The left aortic arch with aberrant right subclavian artery (LRSCA) is the most common congenital aortic arch anomaly, occurring in roughly 1 of every 200 people.[17] Since this vascular branching pattern is not associated with respiratory compromise, it is typically identified incidentally. When symptomatic, it is usually due to mass effect on the posterior esophagus causing "dysphagia lusoria" or difficulty swallowing. Chest x-rays may be normal or demonstrate subtle mediastinal widening. If a barium swallow is performed, an oblique region of mass effect may be seen along the course of the aberrant vessel as it compresses the posterior esophagus, extending superiorly from left to right. In symptomatic patients, surgical ligation of right ductus may be performed.

Anomalous Origin of Left Pulmonary Artery

Commonly termed "pulmonary sling," this anomaly occurs when the left main pulmonary artery arises from the right main pulmonary artery rather than from the pulmonary trunk (Figure 6).

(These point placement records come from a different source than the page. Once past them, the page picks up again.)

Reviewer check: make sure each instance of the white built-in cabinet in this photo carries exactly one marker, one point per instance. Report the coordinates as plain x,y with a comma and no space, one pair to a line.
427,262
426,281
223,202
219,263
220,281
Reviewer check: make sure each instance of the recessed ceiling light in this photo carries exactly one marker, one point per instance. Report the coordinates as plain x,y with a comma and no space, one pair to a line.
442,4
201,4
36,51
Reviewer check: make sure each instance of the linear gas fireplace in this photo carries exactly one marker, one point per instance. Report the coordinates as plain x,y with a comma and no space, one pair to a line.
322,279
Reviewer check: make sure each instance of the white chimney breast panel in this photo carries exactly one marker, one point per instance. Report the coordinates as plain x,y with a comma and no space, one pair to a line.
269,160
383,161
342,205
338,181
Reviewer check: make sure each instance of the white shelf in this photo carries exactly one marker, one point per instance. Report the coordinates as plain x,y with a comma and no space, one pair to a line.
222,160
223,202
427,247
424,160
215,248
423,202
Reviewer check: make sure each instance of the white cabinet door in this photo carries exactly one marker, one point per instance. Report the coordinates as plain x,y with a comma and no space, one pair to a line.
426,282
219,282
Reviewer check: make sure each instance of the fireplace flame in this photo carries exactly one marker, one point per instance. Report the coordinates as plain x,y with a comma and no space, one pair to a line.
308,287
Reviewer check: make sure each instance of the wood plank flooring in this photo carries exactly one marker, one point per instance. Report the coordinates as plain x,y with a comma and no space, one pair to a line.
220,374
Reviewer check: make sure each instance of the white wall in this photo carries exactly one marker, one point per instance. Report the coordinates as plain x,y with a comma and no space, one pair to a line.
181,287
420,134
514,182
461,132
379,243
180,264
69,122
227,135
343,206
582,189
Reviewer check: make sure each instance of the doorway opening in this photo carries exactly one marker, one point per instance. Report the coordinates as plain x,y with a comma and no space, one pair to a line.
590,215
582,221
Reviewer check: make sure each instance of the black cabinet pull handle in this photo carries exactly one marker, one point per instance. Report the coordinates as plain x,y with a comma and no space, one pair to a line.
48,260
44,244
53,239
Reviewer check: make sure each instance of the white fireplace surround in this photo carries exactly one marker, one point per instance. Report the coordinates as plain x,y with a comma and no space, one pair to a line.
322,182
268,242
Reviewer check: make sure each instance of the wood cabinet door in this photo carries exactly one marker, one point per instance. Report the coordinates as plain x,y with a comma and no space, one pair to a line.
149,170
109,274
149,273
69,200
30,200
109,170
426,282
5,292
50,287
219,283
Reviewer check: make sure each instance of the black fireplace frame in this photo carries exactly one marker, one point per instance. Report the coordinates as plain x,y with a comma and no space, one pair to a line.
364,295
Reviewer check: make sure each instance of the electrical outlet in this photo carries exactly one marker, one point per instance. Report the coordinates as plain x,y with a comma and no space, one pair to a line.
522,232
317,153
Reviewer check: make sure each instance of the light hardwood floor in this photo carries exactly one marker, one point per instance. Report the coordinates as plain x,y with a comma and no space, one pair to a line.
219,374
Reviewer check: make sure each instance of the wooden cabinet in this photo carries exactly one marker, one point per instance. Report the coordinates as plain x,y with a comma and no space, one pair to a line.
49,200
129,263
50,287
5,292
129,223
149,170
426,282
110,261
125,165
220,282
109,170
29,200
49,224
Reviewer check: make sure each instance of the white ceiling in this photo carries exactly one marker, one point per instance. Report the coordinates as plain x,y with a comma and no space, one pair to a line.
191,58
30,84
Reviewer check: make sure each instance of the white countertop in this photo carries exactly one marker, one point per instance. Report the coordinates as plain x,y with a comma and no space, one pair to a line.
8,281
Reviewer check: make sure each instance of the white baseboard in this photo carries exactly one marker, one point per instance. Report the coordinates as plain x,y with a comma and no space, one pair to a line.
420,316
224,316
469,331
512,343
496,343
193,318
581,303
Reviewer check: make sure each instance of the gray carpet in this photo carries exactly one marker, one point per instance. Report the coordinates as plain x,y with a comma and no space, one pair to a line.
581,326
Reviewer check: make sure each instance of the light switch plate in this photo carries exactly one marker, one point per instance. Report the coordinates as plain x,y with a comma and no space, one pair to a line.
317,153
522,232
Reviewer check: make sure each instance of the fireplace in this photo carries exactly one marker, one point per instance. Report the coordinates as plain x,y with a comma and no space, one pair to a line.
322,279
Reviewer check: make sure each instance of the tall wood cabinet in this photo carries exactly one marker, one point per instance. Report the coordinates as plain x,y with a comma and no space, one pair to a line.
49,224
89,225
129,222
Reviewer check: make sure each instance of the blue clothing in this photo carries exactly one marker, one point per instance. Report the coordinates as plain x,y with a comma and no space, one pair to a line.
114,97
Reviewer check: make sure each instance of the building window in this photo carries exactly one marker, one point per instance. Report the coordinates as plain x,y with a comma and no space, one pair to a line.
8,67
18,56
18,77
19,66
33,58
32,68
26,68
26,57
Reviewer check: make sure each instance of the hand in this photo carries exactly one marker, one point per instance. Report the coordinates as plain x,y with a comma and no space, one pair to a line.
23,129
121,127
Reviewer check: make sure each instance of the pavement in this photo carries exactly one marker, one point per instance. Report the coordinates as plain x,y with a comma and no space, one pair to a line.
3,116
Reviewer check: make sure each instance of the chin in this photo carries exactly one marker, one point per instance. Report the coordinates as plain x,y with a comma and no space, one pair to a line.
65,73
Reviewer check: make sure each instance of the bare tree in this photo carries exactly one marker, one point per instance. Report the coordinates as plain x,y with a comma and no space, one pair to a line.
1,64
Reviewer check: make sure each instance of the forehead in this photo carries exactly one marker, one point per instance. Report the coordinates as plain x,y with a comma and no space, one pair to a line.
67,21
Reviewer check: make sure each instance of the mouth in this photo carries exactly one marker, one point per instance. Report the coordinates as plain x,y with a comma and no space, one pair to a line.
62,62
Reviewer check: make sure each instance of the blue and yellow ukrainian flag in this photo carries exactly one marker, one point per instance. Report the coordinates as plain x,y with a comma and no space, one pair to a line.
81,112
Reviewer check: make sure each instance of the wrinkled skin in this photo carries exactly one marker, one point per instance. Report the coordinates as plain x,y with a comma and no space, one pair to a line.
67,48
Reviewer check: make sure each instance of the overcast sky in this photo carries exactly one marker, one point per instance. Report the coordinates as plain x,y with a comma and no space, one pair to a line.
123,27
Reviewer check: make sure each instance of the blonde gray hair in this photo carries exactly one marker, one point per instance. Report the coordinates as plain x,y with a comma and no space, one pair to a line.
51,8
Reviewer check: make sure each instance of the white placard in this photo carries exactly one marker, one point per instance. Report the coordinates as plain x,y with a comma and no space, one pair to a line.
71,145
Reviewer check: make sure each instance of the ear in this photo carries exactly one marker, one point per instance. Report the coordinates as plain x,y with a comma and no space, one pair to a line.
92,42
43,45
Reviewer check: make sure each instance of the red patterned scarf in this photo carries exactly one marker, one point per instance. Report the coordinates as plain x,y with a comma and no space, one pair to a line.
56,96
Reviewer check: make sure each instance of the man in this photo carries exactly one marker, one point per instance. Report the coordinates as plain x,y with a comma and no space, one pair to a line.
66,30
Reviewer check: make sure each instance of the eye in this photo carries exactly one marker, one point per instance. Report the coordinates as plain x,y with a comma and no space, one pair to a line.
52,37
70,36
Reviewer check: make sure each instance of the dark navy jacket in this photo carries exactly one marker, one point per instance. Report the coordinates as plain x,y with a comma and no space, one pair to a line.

The anomalous pulmonary artery traverses between the trachea and esophagus, producing mass effect along the anterior esophagus and the posterior trachea. Patients with this anomaly are often symptomatic, presenting with stridor, hypoxia, and often asymmetric lung aeration. There may be concomitant tracheal rings or tracheomalacia.

Figure 6.

6-month-old infant female with stridor. Axial CECT through the chest in soft-tissue mediastinal windows demonstrates a left pulmonary artery (arrow) arising from the right main pulmonary artery (black *) and coursing behind the trachea (white *). Findings are compatible with anomalous origin of left pulmonary artery, or "pulmonary sling."